In fact, this particular trend has been happening for at least the last two years for the nation's three major telcos, China Mobile, China Unicom (0762.HK; NYSE: CHU) and China Telecom (0728.HK; NYSE: CHA). After posting strong double-digit growth for much of the last decade, China Mobile's SMS message volume grew only slightly in 2011, and I wouldn't be at all surprised if the company's SMS volume actually fell when it reports its 2012 financial results in March. From a revenue perspective, SMS revenue is still quite substantial, accounting for about 9 per cent of China Mobile's 528 billion yuan (HK$657 billion) in revenue last year.

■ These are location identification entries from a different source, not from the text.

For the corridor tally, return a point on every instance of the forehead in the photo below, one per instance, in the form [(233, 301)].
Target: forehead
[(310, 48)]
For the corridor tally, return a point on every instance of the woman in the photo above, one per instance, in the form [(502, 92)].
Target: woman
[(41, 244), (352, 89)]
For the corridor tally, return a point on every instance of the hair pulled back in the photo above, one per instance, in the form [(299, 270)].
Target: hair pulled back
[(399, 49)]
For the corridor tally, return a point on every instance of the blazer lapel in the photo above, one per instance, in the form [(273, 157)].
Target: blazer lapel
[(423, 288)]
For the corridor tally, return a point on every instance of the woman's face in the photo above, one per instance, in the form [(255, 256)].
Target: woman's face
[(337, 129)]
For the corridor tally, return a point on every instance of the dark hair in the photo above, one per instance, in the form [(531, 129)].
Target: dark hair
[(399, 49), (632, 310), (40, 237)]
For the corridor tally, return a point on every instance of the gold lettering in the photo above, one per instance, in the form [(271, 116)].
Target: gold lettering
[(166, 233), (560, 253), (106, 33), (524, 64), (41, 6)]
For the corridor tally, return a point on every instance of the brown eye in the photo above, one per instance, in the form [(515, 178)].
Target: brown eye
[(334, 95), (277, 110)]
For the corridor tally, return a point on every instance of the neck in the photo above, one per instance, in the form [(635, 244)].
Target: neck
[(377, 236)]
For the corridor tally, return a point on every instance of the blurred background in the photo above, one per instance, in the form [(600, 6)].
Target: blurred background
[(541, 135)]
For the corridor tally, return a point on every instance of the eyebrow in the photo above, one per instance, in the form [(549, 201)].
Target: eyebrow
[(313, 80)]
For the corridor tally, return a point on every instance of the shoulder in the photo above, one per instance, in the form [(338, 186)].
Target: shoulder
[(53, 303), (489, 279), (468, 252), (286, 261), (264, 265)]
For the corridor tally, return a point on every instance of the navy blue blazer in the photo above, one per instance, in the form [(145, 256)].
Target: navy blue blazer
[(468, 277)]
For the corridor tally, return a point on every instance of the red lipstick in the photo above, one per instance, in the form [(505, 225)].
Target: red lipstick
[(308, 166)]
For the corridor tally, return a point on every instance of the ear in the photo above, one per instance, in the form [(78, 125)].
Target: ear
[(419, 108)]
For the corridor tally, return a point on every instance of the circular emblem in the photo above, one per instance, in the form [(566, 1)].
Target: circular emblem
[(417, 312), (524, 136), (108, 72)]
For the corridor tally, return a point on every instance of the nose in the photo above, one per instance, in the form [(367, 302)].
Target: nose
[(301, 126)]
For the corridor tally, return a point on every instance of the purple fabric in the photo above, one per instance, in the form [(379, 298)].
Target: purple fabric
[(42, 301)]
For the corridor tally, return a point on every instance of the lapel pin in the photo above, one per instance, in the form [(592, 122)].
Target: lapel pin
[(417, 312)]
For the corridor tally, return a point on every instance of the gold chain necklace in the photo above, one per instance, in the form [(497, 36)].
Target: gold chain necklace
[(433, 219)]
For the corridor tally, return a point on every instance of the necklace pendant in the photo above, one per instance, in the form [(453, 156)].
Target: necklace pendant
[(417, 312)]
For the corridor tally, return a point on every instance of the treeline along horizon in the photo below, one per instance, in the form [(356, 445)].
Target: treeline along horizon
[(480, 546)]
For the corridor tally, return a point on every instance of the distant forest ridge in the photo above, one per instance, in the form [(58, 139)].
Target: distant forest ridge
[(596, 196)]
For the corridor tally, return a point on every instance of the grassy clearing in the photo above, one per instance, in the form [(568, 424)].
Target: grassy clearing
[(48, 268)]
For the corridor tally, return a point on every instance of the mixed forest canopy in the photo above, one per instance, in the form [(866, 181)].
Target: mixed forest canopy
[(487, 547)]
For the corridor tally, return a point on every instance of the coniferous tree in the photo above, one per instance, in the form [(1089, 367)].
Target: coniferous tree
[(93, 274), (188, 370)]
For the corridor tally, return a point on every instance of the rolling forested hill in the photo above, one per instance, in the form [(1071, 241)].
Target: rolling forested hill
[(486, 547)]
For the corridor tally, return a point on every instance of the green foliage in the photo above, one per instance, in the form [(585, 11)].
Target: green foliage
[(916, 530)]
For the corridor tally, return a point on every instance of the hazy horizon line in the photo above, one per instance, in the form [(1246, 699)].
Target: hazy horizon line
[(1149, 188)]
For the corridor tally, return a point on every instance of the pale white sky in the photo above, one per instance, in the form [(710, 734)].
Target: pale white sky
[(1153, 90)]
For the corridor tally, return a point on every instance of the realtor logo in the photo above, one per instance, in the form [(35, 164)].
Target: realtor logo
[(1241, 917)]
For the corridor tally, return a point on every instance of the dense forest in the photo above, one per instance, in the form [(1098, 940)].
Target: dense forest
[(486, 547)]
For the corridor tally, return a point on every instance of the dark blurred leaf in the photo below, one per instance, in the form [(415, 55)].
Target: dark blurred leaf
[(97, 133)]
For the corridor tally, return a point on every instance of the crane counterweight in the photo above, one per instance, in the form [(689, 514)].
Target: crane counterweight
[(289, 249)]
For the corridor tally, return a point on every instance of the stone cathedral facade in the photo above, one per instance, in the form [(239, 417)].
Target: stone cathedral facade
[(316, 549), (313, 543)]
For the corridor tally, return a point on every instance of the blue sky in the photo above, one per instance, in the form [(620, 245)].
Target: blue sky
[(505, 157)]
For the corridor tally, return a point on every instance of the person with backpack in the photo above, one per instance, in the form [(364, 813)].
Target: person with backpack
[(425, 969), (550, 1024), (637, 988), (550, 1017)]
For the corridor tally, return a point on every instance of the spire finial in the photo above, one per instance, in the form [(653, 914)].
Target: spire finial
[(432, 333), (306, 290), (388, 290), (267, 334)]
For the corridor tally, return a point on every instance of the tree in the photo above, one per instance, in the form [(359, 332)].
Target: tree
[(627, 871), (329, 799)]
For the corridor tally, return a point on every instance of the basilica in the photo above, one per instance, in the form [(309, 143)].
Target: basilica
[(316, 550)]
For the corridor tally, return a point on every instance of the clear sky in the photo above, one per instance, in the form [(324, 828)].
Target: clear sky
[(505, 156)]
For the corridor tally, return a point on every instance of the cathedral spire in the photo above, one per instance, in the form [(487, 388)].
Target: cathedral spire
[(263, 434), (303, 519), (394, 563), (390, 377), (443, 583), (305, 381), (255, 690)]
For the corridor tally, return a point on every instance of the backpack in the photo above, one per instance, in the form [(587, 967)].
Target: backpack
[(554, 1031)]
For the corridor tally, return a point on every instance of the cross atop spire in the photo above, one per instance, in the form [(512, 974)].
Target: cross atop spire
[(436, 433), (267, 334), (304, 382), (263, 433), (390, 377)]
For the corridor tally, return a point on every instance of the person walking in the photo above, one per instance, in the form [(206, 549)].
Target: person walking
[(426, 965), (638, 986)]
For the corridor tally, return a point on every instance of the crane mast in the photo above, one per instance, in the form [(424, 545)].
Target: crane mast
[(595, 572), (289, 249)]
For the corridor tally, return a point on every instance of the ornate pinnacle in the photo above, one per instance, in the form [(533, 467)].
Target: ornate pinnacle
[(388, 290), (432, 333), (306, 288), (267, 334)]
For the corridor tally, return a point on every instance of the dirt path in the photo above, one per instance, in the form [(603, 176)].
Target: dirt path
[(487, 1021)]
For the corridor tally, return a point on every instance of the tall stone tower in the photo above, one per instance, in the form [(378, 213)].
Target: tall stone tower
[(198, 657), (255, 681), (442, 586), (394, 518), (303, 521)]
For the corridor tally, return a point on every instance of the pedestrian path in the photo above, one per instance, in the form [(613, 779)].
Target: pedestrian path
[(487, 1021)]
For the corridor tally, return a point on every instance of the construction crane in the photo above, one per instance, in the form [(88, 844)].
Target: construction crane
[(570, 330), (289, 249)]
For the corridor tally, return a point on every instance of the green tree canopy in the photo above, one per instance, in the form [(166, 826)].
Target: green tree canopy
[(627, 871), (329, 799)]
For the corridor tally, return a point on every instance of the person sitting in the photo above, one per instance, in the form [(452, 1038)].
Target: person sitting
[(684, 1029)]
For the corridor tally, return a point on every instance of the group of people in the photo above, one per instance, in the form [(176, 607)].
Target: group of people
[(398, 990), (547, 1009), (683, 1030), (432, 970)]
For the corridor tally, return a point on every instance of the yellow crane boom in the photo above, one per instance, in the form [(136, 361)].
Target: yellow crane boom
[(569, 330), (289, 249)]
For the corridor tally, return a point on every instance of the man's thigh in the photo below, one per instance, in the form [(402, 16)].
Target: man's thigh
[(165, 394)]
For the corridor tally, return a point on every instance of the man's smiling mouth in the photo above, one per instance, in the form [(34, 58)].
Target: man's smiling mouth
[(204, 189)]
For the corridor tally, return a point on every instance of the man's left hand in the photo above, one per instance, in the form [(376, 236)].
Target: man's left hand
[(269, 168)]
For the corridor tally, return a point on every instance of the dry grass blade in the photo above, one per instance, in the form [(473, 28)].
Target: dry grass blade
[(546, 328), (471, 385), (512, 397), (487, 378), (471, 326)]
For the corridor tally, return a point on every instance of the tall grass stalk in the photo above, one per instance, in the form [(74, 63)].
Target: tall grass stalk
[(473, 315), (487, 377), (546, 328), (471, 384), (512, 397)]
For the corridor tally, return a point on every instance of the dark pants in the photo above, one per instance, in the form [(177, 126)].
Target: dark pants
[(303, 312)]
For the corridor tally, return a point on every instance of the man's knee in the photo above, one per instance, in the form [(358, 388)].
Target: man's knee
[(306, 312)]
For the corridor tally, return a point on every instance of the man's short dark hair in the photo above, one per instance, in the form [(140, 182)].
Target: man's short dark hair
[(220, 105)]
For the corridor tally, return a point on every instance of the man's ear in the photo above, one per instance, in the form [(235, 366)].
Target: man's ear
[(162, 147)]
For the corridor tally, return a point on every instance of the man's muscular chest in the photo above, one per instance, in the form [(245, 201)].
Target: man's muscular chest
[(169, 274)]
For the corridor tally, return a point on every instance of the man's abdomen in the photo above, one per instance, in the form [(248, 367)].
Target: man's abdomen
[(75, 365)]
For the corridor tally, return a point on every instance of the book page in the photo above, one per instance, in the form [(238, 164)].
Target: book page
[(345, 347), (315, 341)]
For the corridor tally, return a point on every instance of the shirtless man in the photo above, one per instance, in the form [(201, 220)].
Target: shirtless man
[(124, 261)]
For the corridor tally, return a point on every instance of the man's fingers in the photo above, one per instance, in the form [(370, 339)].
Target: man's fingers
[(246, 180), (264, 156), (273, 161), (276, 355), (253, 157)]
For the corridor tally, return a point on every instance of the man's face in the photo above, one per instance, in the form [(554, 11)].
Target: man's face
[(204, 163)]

Industry watchers will know that the culprits stealing away the SMS business are a new generation of mobile apps, most notably Sina's (Nasdaq: SINA) popular Weibo microblogging service and Tencent's equally fast-rising WeChat, a mobile instant messaging service. Sina Weibo now boasts over 350 million registered users, many of whom access the service over their mobile phones, and WeChat also has around 300 million users just two years after its launch.
Speaking from personal experience, I am probably a good example of what is happening in the industry and why the telcos are increasingly worried. After installing WeChat on my mobile phone earlier this year and another similar app called WhatsApp a year earlier, I now send about half of my text messages over these two platforms. Both platforms, which use Internet air time to send messages, are not only much cheaper than traditional SMS, but also offer much better functionality, allowing me to track historical chats and also attach items like photos and video to my messages.
This mass migration of users from traditional SMS to other platforms represents a huge lost business opportunity for the three big Chinese telcos. In many ways, the loss of this business also reflects a broader culture of slow movement and lack of innovation at this bureaucratic, state-run trio, which were basically given a monopoly on the lucrative telecoms services market by Beijing for the last 15 years.
China Mobile's realisation that it was quickly losing this important revenue source led it to accuse Tencent of behaving like a telco last month, and for the companies to quietly open talks that I suspect will end in a revenue-sharing agreement. Look for the decline of SMS to accelerate quickly in the next two years, with the result that such revenue may only make up 5 per cent or less of China Mobile's total in 2015. In the meantime, look for innovative companies like Tencent and Sina Weibo to take a bigger piece of this lucrative market, though not without some strong resistance from the big three telcos.
Bottom line: The stalling growth in SMS will turn into a rapid decline starting this year, forcing China's three telcos into alliances with private message service providers like Sina and Tencent.